Tenant Level Encryption is a process in which the data of every tenant (customer) of the service is encrypted with its own unique key. If done right this method will reduce the impact of most major security incident which involve cross-account data access, since even if an attacker gains access to your data, it will be encrypted with a unique key, which hopefully that attacker doesn’t have access to. This is not a fool-proof protection, because some vendors do a poor job of protecting their decryption keys, but then again, nothing is 100% fool-proof.

If you vendor supports this option make sure you opt in.

5. Map your existing Vendors

You can’t protect what you can’t see (or at least much harder to do so), make sure you have an up-to-date list of all your SaaS vendors and the level of access each vendor has to your system. In the event if a security breach in one of those vendors, you’ll want to understand as quickly as possible how this affects you, what sensitive data just got compromised and what actions you need to take immediately in order mitigation this risk.

6. Prepare an incident response plan

Given a long enough time line, all companies will suffer a security breach at some level, this is just the reality of the world we live in today. Make sure you have an incident response plan. Here are few high level tips:

  1. The plan should be actionable and concise. It should not be a legal document. In time of crisis you need act fast, no one will read a long boring legal document when everything is up in flames.
  2. Run periodical incident response drills and improve on them.
  3. Consider hiring an incident response service.
  4. Consider purchasing a Cyber security insurance policy.

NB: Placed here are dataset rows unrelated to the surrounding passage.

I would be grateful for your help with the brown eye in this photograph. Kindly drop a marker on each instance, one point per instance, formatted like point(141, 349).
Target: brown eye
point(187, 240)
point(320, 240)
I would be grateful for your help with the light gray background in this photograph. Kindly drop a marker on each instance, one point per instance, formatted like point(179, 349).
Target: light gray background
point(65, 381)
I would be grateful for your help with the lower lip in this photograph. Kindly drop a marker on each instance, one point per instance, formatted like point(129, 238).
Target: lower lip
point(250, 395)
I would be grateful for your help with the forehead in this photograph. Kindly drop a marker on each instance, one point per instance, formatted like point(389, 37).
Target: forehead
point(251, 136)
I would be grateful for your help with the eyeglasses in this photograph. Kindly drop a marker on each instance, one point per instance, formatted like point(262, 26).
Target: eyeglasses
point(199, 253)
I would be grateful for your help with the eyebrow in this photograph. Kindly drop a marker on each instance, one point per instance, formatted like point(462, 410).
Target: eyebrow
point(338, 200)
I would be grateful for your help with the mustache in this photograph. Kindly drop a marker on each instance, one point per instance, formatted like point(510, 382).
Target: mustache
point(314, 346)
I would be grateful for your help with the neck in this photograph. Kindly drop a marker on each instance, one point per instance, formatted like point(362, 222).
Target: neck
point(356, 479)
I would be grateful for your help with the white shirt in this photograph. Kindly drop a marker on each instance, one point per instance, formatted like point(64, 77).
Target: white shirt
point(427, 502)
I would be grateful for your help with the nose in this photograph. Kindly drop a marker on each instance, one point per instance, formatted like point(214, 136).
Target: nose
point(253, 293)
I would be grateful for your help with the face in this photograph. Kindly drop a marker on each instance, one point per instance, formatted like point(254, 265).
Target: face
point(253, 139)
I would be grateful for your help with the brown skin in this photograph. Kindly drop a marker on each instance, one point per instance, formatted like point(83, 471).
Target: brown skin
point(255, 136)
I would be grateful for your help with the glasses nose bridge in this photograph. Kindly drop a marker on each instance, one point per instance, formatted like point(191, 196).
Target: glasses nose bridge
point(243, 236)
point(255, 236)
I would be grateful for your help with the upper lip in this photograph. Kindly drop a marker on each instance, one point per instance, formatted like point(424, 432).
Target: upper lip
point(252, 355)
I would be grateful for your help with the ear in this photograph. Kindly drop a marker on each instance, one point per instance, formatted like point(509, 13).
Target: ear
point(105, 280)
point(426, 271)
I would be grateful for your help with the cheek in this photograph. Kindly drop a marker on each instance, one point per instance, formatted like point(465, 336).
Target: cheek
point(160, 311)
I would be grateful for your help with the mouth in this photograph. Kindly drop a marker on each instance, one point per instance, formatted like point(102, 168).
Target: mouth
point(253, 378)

7. You don’t always have to go for the fully public SaaS solution

Some companies, especially from highly security aware sectors such as the banking industry, are pushing backing against the trend of “Everything is SaaS”, that lead some vendors the develop hybrid or fully on-prem versions of their solution. Like I mentioned at the beginning of the post, this may have its disadvantages, but in terms of security this is likely a better option. So if the security risk of a certain vendor doesn’t meet your risk appetite make sure to ask the vendor if they have a hybrid or an on-prem solution.